Het gebrek aan diepte bij Feyenoord
Op de eerste fase van de wedstrijd en de fase vlak na rust na, kwam Feyenoord maar mondjesmaat tot kansen. Het probleem ligt niet bij het gebrek aan kwaliteit van de spelers op het veld, maar bij het feit dat de spelers slechts matig complementair aan elkaar zijn. Om een gesloten defensie zoals die van FC Utrecht te doorbreken, is één aspect cruciaal: diepteloopacties zonder bal. Het probleem voor de club uit Rotterdam is dat er maar weinig spelers in de selectie zijn die dit in hun spel hebben. Dit beperkt zich voornamelijk tot Milambo, Paixão en zo nu en dan Gimenez.

Het wordt voor FC Utrecht daardoor te gemakkelijk om te verdedigen, omdat vrijwel alle Feyenoord-spelers de bal in de voeten willen ontvangen. Hierdoor hoeven verdedigers zich enkel te concentreren op het volgen van hun directe tegenstanders. Dit zorgde ervoor dat de defensie van FC Utrecht gedurende grote delen van de wedstrijd nauwelijks in de problemen kwam.

Toch zou dit probleem van Feyenoord op te lossen moeten zijn, met name door meer gebruik te maken van spelers zoals Ibrahim Osman. Hoewel hij tegen Utrecht op zijn zachtst gezegd ongelukkig inviel, is hij wel het type speler dat in dit soort wedstrijden een verdediging kan openbreken.


Afbeelding 6: Het probleem van Feyenoord samengevat. Zes spelers van Feyenoord kijken maar naar één ding: de bal. Dit terwijl bijvoorbeeld Stengs of Paixão juist in deze situatie optimaal een diepteloopactie zou kunnen maken. (Bron: ESPN)

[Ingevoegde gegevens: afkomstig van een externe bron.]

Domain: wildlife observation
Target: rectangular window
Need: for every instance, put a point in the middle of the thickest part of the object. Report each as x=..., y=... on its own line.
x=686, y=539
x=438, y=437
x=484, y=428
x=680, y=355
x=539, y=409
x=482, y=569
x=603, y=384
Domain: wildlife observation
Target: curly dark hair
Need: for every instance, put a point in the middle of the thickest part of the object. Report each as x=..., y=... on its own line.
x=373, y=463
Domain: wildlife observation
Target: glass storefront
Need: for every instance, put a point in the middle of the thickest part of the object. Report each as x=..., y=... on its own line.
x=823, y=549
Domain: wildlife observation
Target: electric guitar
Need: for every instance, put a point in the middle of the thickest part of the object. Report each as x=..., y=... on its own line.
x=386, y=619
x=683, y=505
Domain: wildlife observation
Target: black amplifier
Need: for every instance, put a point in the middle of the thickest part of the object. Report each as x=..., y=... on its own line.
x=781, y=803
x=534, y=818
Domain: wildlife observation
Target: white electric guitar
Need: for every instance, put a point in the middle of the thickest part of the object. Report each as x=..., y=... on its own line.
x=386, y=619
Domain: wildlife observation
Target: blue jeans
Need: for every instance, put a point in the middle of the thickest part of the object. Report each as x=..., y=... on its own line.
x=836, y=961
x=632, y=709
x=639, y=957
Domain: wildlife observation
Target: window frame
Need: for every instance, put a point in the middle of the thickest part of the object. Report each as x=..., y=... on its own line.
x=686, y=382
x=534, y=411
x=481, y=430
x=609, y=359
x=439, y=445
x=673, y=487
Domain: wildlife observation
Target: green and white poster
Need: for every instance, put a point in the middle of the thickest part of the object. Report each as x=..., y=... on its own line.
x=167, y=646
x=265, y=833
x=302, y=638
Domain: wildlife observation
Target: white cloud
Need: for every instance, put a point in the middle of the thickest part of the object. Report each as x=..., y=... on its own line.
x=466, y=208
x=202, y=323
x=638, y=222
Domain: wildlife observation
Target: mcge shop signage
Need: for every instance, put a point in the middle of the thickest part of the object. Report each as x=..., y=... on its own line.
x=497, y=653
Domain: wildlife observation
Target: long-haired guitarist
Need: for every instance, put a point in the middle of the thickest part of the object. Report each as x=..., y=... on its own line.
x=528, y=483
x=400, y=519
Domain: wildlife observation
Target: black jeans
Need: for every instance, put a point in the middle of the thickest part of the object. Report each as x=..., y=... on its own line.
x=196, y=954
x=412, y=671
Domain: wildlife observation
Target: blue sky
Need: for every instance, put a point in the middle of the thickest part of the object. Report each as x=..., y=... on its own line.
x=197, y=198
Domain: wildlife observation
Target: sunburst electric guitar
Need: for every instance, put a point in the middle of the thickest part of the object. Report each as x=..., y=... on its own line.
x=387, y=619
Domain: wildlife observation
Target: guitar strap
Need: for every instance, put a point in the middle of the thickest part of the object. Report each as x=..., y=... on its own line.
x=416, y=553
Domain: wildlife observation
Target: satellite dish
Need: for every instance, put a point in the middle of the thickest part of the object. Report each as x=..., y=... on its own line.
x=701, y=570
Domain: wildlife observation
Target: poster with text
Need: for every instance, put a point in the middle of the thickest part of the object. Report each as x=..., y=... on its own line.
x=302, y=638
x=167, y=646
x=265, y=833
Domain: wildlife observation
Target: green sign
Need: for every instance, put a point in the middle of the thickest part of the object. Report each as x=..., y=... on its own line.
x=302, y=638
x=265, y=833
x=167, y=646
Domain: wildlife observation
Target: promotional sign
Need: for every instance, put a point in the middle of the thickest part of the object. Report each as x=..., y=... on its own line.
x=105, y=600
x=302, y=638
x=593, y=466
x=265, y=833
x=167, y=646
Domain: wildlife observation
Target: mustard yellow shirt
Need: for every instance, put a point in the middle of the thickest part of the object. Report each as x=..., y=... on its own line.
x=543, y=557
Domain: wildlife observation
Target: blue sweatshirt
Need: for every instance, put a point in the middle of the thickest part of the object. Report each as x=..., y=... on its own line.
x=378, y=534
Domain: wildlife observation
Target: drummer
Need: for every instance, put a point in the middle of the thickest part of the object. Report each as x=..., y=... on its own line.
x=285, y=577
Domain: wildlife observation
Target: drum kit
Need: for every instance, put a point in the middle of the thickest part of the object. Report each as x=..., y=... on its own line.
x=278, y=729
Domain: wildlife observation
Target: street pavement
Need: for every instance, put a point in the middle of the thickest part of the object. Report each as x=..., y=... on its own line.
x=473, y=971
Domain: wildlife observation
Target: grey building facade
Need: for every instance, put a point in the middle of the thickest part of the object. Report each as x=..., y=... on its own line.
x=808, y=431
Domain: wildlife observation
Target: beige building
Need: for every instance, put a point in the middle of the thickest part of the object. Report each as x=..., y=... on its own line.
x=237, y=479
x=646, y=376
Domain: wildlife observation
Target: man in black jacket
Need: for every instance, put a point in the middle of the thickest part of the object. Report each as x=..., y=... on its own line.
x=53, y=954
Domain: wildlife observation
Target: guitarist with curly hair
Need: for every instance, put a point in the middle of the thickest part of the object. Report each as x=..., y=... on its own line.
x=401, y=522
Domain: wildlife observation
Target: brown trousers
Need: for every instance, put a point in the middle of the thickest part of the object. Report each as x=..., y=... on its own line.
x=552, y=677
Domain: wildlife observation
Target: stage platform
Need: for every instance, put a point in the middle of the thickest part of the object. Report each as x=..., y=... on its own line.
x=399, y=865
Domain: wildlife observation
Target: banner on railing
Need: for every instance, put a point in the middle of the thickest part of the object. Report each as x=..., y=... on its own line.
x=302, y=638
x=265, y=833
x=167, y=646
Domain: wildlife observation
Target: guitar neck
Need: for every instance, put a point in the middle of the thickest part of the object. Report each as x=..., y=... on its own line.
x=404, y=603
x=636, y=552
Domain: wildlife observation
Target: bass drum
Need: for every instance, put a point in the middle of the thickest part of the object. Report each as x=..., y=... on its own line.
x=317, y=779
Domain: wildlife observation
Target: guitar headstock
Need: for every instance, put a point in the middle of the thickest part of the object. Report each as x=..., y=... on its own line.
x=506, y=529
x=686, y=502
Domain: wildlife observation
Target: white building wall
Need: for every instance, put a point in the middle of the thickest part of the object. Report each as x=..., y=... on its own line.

Het verschil in het druk zetten tussen beide elftallen
Toch was zeker niet alles kommer en kwel voor de Rotterdammers deze middag. Het feit dat ze FC Utrecht zo onder druk wisten te zetten en daarmee grotendeels het spel dicteerden, is ook een verdienste van de ploeg van Priske. Opvallend is dat beide ploegen op een vergelijkbare manier druk zetten, maar dat één ploeg daar significant beter in slaagde dan de ander. Beide ploegen kozen ervoor om vanuit een 4-4-2-formatie druk te zetten, waarbij de nummer 10 naast de spits kwam te spelen en de vleugelaanvallers terugzakten naar het middenveld.

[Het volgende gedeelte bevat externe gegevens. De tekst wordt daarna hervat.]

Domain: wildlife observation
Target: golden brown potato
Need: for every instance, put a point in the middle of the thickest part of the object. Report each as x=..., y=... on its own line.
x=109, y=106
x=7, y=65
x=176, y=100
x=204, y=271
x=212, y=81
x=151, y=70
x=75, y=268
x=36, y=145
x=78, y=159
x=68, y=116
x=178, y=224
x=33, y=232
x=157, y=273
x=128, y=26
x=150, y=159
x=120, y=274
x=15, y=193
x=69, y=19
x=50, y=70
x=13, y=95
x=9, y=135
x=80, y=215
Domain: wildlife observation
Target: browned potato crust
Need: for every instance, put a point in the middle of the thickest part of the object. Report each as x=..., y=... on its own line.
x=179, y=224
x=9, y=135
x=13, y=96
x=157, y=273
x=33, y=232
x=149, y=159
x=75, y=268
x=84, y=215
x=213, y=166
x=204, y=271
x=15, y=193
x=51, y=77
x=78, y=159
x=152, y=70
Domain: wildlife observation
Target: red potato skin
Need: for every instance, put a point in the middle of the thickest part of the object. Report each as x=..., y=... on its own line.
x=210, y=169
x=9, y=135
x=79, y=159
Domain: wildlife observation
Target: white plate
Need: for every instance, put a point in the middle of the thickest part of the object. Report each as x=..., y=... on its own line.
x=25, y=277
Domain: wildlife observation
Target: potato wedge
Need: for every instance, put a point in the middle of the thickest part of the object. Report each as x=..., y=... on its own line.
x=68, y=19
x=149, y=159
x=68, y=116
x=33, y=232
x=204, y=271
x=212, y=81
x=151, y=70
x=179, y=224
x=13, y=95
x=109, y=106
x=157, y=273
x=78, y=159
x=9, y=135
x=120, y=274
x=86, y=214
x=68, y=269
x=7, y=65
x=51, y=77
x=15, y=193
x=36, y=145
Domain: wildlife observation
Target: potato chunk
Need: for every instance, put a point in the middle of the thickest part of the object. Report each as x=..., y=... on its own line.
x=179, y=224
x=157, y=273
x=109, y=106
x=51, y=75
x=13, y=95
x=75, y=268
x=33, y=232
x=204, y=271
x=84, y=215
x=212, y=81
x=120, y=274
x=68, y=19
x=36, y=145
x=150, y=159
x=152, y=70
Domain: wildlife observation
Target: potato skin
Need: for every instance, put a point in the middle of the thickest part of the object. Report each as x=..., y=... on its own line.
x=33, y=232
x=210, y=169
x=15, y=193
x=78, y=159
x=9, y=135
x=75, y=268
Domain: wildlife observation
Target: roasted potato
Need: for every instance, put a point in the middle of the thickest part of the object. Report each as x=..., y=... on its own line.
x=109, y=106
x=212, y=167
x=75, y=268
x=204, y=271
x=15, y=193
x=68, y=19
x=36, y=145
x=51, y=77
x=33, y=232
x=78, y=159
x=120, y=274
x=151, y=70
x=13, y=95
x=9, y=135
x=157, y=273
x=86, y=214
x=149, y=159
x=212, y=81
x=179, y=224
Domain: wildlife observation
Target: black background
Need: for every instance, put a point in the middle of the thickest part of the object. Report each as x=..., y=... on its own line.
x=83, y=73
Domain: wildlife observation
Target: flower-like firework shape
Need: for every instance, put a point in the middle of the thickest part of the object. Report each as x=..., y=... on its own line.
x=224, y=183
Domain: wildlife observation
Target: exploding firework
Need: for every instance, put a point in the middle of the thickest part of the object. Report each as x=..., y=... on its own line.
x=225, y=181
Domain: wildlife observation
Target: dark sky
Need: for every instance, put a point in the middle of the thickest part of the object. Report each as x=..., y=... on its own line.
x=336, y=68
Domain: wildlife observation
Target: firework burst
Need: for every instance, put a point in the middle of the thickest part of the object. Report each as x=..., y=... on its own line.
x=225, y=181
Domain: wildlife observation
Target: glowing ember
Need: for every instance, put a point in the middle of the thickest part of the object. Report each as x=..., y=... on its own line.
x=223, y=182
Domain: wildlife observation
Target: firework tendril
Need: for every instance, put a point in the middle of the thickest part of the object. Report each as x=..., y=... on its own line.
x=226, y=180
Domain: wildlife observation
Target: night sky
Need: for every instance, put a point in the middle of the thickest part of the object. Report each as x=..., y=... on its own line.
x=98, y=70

Het probleem met druk zetten vanuit een 4-4-2-formatie is echter dat je met twee centrale middenvelders speelt tegenover drie middenvelders van de tegenstander. De meeste ploegen lossen dit op door een centrale verdediger door te laten stappen wanneer de balbezittende partij de diepste middenvelder inspeelt. Bij Feyenoord was dit vaak Calvin Stengs, terwijl dit bij FC Utrecht Jens Toornstra was. En precies hier lag het verschil tussen beide elftallen. Waar Dávid Hancko bij Feyenoord steevast op de juiste momenten wist door te stappen op Toornstra, was Siebe Horemans aan de andere kant van het veld regelmatig te laat bij Stengs.


Afbeelding 7: Horemans twijfelt, omdat Stengs en Zerrouki van positie zijn gewisseld, of hij echt moet doorstappen. Uiteindelijk stapt hij half door, waardoor Zerrouki alsnog alle ruimte krijgt en deze counter leidt uiteindelijk tot een corner voor Feyenoord. (Bron: ESPN)

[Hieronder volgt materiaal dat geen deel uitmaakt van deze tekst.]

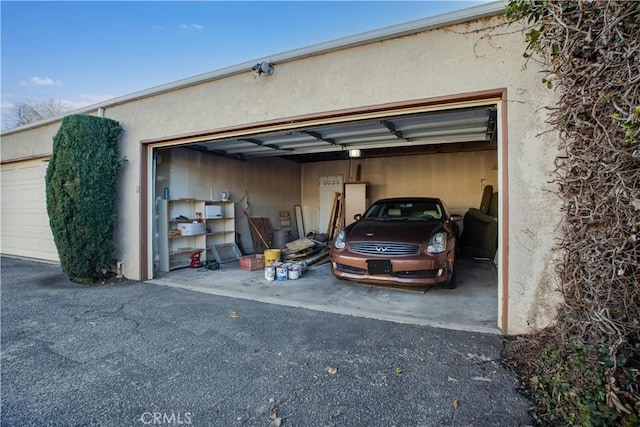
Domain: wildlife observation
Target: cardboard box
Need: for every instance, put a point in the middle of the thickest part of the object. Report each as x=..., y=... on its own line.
x=213, y=211
x=252, y=262
x=191, y=228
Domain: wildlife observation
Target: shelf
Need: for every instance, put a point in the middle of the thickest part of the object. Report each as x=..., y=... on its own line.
x=174, y=251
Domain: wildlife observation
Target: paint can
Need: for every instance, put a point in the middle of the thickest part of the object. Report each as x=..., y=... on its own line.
x=270, y=273
x=294, y=271
x=281, y=272
x=271, y=256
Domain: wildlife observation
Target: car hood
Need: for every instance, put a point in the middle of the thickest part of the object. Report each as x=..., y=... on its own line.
x=393, y=230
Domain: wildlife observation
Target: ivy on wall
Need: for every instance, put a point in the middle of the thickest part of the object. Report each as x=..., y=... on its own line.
x=82, y=189
x=587, y=369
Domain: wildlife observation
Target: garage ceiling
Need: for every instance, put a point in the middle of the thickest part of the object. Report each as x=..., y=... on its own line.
x=462, y=129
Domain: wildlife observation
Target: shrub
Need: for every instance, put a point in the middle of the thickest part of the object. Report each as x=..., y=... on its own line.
x=81, y=185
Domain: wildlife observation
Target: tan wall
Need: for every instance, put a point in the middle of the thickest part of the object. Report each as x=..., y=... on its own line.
x=459, y=59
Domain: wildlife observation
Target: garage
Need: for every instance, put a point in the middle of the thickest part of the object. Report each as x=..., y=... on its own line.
x=440, y=106
x=448, y=150
x=25, y=223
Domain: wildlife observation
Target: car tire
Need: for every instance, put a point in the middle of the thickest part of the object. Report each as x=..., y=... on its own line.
x=450, y=283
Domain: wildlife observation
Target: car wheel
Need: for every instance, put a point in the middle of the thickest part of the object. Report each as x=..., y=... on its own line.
x=451, y=282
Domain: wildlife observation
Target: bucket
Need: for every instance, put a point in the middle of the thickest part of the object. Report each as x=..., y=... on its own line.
x=294, y=271
x=270, y=273
x=280, y=239
x=271, y=256
x=281, y=272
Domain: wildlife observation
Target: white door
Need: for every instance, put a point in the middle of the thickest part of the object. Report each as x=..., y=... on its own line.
x=23, y=211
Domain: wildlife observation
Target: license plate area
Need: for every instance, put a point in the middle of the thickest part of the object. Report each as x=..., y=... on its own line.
x=379, y=266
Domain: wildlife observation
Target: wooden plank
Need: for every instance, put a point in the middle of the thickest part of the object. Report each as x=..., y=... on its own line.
x=254, y=229
x=300, y=244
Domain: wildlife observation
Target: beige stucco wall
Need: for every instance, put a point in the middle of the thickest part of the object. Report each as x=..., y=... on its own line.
x=463, y=58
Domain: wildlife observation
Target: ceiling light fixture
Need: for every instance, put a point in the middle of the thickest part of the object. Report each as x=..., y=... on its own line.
x=263, y=68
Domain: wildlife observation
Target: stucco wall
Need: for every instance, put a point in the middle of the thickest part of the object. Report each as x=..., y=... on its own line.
x=482, y=55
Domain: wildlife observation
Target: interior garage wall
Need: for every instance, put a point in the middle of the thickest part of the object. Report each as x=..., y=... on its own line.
x=456, y=178
x=261, y=187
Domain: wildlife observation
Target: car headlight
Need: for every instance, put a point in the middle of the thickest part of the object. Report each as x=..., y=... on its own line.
x=340, y=243
x=438, y=243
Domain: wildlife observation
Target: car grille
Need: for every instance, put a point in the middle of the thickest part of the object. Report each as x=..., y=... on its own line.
x=384, y=248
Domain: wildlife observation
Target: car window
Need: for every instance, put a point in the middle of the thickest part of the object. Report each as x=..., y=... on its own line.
x=405, y=209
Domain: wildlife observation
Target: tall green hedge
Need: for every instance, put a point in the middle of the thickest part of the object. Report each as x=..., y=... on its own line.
x=82, y=189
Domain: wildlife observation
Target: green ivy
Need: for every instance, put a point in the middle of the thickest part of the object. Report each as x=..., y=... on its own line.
x=587, y=386
x=82, y=189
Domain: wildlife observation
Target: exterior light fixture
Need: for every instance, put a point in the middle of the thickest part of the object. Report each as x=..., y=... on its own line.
x=263, y=68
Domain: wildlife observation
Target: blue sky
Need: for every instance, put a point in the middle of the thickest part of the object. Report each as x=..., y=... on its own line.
x=81, y=53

Afbeelding 8: Het verschil met Feyenoord is dat de afstemming daar beter is. In dit geval kan Hancko niet doorstappen, maar neemt Trauner dit geruisloos over. (Bron: ESPN)

In dit soort situaties zijn seconden cruciaal. Ben je net te laat, dan kan de tegenstander onder de druk uit voetballen. Vaak zakt een ploeg daarna verder in om te voorkomen dat ze telkens uitgespeeld worden wanneer ze druk zetten. Dit zag je ook gebeuren bij de ploeg van Jans, nadat hun drukzetten in de eerste helft een paar keer mislukte. Tegelijkertijd nam FC Utrecht ook (bewust) weinig risico in de opbouw, en speelde het snel de lange bal.

Enige probleem voor Utrecht was dat Feyenoord met Trauner en Hancko daar twee zeer goede koppers heeft staan, waardoor die duels pas met het invallen van Sébastien Haller echt gewonnen werden. In het drukzetten had Feyenoord duidelijk de overhand in deze wedstrijd, al wisten ze dit overwicht niet om te zetten in een resultaat.

Het blijft opvallend: laat grote delen van deze wedstrijd zien aan iemand die de uitslag niet kent, en de meeste mensen zouden Feyenoord als winnaar aanwijzen. Helaas voor Feyenoord is voetbal geen jurysport, en word je afgerekend op cijfers. En die cijfers waren vandaag in het voordeel van FC Utrecht.